Inside-Out vs. Outside-In

NGC 4388, edge-on spiral galaxy
The spiral galaxy NGC 4388 is ceasing star formation rate from the outside in, as its passage through the Virgo Cluster strips it of gas that would otherwise form stars.
ESA / Hubble

While many processes can shut down these stellar factories, they are often grouped into two broad types.

If a galaxy ceases forming stars near the center first, it’s likely because there’s a heat source there: the central supermassive black hole that lurks in most large galaxies. When these black holes feed on surrounding gas, they release huge amounts of energy in the form of radiation as well as particle winds and jets. This energy heats gas in the galaxy’s center or drives it out completely. As a result, star formation shuts down first in the center and then in the galactic outskirts. Winds from massive, dying stars or their supernova explosions can also contribute to inside-out quenching.
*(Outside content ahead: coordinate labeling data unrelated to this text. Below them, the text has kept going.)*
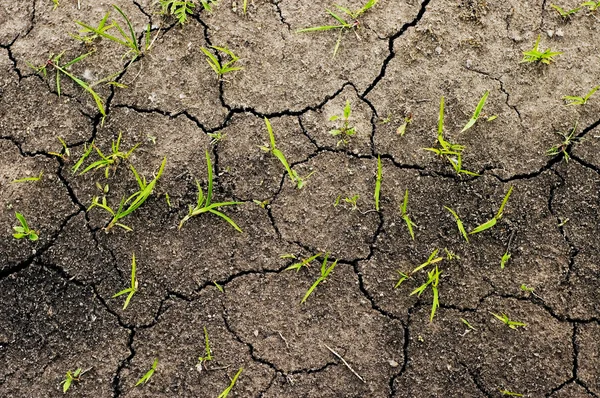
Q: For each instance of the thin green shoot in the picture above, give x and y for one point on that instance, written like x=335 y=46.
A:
x=490 y=223
x=325 y=271
x=23 y=231
x=28 y=179
x=226 y=392
x=345 y=131
x=406 y=217
x=508 y=322
x=535 y=55
x=573 y=100
x=219 y=68
x=478 y=110
x=204 y=205
x=459 y=224
x=129 y=205
x=145 y=378
x=132 y=289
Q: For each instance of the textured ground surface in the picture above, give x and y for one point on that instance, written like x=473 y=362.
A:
x=56 y=307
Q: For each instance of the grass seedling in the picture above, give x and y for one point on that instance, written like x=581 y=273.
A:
x=378 y=183
x=108 y=161
x=565 y=14
x=535 y=55
x=28 y=179
x=478 y=110
x=490 y=223
x=343 y=25
x=511 y=324
x=404 y=214
x=204 y=205
x=215 y=64
x=132 y=289
x=325 y=271
x=346 y=131
x=226 y=392
x=568 y=140
x=145 y=378
x=24 y=231
x=572 y=100
x=70 y=378
x=459 y=224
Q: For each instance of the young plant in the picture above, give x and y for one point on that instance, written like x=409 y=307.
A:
x=107 y=161
x=490 y=223
x=129 y=205
x=511 y=324
x=459 y=224
x=148 y=374
x=24 y=231
x=404 y=214
x=325 y=271
x=346 y=131
x=219 y=68
x=478 y=110
x=70 y=378
x=132 y=289
x=204 y=205
x=563 y=147
x=226 y=392
x=535 y=55
x=352 y=24
x=573 y=100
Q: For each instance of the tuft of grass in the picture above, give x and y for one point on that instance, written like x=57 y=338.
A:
x=562 y=148
x=535 y=55
x=132 y=289
x=129 y=205
x=508 y=322
x=325 y=271
x=221 y=68
x=490 y=223
x=574 y=100
x=145 y=378
x=24 y=231
x=226 y=392
x=404 y=214
x=350 y=23
x=204 y=205
x=345 y=131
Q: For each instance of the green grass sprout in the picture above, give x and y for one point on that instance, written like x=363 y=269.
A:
x=204 y=205
x=404 y=214
x=478 y=110
x=24 y=231
x=132 y=289
x=145 y=378
x=535 y=55
x=573 y=100
x=325 y=271
x=490 y=223
x=226 y=392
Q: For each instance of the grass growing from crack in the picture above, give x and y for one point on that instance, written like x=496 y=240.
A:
x=490 y=223
x=325 y=271
x=345 y=131
x=204 y=205
x=129 y=205
x=343 y=24
x=535 y=55
x=405 y=216
x=132 y=289
x=574 y=100
x=23 y=231
x=216 y=65
x=145 y=378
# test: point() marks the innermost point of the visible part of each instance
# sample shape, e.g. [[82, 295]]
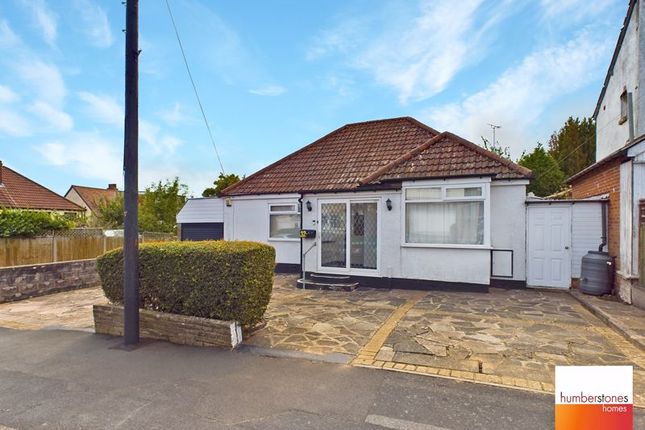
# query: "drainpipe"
[[603, 238]]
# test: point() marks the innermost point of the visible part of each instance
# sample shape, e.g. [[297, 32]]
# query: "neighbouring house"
[[389, 200], [619, 171], [91, 197], [19, 192], [201, 219]]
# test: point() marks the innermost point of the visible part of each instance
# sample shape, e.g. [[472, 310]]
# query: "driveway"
[[504, 337]]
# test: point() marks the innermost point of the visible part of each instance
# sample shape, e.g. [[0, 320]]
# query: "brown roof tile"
[[373, 151], [19, 192], [93, 196]]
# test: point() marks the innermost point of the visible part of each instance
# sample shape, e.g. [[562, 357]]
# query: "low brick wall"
[[180, 329], [22, 282]]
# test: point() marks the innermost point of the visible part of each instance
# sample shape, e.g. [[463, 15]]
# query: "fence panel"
[[75, 244]]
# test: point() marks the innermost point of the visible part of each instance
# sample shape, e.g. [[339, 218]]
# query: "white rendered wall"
[[508, 222], [610, 135], [201, 210], [248, 219]]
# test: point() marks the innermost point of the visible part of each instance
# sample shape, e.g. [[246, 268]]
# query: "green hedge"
[[215, 279]]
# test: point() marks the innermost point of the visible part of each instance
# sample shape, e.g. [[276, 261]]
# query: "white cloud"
[[45, 80], [268, 90], [7, 37], [44, 19], [175, 115], [7, 95], [57, 119], [519, 97], [574, 9], [96, 23], [417, 52], [88, 154], [103, 108], [14, 124]]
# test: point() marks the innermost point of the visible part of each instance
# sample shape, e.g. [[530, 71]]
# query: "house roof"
[[368, 154], [19, 192], [614, 58], [93, 196]]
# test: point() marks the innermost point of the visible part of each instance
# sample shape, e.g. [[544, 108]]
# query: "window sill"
[[446, 246]]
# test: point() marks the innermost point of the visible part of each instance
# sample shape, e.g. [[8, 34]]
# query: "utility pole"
[[494, 127], [131, 177]]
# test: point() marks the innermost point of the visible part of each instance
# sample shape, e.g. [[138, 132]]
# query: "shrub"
[[26, 223], [216, 279]]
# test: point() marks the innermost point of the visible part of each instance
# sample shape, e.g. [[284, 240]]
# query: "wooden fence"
[[75, 244]]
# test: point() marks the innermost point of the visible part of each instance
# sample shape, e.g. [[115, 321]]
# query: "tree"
[[220, 184], [159, 205], [574, 145], [110, 212], [496, 148], [547, 176]]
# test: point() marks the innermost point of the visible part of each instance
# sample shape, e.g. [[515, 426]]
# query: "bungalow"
[[388, 200], [19, 192], [91, 197]]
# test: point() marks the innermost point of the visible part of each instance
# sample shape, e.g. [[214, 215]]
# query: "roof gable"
[[367, 153], [19, 192], [93, 196]]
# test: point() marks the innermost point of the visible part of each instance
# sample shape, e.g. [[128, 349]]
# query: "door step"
[[327, 284]]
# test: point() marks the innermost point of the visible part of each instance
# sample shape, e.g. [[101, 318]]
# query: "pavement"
[[626, 319], [511, 338], [69, 379]]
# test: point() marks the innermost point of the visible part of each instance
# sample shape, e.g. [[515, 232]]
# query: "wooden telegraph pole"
[[131, 177]]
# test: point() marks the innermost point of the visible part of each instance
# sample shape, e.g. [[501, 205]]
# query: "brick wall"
[[604, 180], [180, 329], [21, 282]]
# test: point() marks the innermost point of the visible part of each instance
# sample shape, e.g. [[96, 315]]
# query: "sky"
[[276, 75]]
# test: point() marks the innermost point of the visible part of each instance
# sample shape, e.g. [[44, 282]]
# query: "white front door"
[[549, 245], [348, 237]]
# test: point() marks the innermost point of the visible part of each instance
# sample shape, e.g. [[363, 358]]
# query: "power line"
[[192, 81]]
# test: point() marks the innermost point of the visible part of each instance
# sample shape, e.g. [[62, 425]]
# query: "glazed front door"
[[348, 235]]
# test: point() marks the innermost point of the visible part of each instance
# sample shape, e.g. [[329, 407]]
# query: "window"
[[284, 221], [623, 107], [447, 215]]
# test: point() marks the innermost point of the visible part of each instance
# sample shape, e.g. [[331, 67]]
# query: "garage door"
[[549, 246], [202, 231]]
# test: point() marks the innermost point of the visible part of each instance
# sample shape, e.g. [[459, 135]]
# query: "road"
[[69, 379]]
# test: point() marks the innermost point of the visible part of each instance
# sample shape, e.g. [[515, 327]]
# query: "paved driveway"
[[504, 337]]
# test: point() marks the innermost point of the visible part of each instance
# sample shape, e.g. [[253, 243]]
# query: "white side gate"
[[558, 235]]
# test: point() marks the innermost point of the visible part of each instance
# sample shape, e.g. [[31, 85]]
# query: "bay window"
[[284, 221], [444, 215]]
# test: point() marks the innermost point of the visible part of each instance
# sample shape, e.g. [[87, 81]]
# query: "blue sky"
[[276, 75]]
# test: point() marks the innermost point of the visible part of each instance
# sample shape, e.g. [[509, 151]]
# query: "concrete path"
[[65, 379]]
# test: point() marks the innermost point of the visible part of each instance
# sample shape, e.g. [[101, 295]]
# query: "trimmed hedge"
[[225, 280]]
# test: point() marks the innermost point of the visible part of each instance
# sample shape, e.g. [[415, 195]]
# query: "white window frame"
[[485, 197], [294, 211]]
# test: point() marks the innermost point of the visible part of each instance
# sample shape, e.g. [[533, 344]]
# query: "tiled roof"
[[93, 196], [449, 155], [367, 153], [20, 192]]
In contrast, a galaxy’s surroundings can cause star formation to quiet from the outside-in. When a galaxy falls into a crowded region such as a galaxy cluster, the movement through the cluster’s gas strips gas out of the galaxy. (You can feel a similar effect when you ride your bike; even on a windless day, your own movement will blow your hair back as you ride.) “It all basically comes down to the gas,” Lawler-Forsyth said. “If you can heat it up, pull it out, or stop more gas from falling in, you shut down star formation.”

His team finds that galaxies undergoing outside-in quenching tend to be less massive and die quickly, in only 1.5 billion years. That aligns with scenarios where such galaxies are falling into clusters — less massive galaxies would be more susceptible to cluster effects. More massive galaxies, on the other hand, tend to stop forming stars in their centers first, probably because such galaxies come with active massive black holes. They take longer to die, up to 3.5 billion years for the most massive ones.

Inside-out vs. outside-in quenching, simulated examples
These example galaxies from the Illustris TNG50 computer simulation show what quenching looks like when it happens from the outside-in (top) vs. inside-out (bottom). The colors indicate star formation while the green contours outline where most of the stars are.
Lawlor-Forsyth et al. / Astrophysical Journal 2026

Simulations vs. Reality

Bundy says that, in principle, surveys like MANGA should identify inside-out and outside-in signatures in real galaxies. But he cautions that real data come with some observational effects that simulations may not incorporate.

The team designed their measurements to work beyond simulations, and Lawler-Forsyth says applying them to real data from telescopes is “very feasible”. Now, his team is working on applying new measurements to real galaxies observed by the Hubble Space Telescope.     

     You might be relieved to know that our own Milky Way is not expected to follow either one of these pathways anytime soon. Lawler-Forsyth explains that our central black hole, Sagittarius A*, is relatively quiet and currently not expelling the kind of energy needed for inside-out quenching. And since we don’t live in a dense galaxy cluster, our galaxy is not at risk of being stripped of its gas. Instead, our future likely involves a collision of some sort with the Andromeda Galaxy a few billion years from now, which could spark new star formation before the lights finally go out.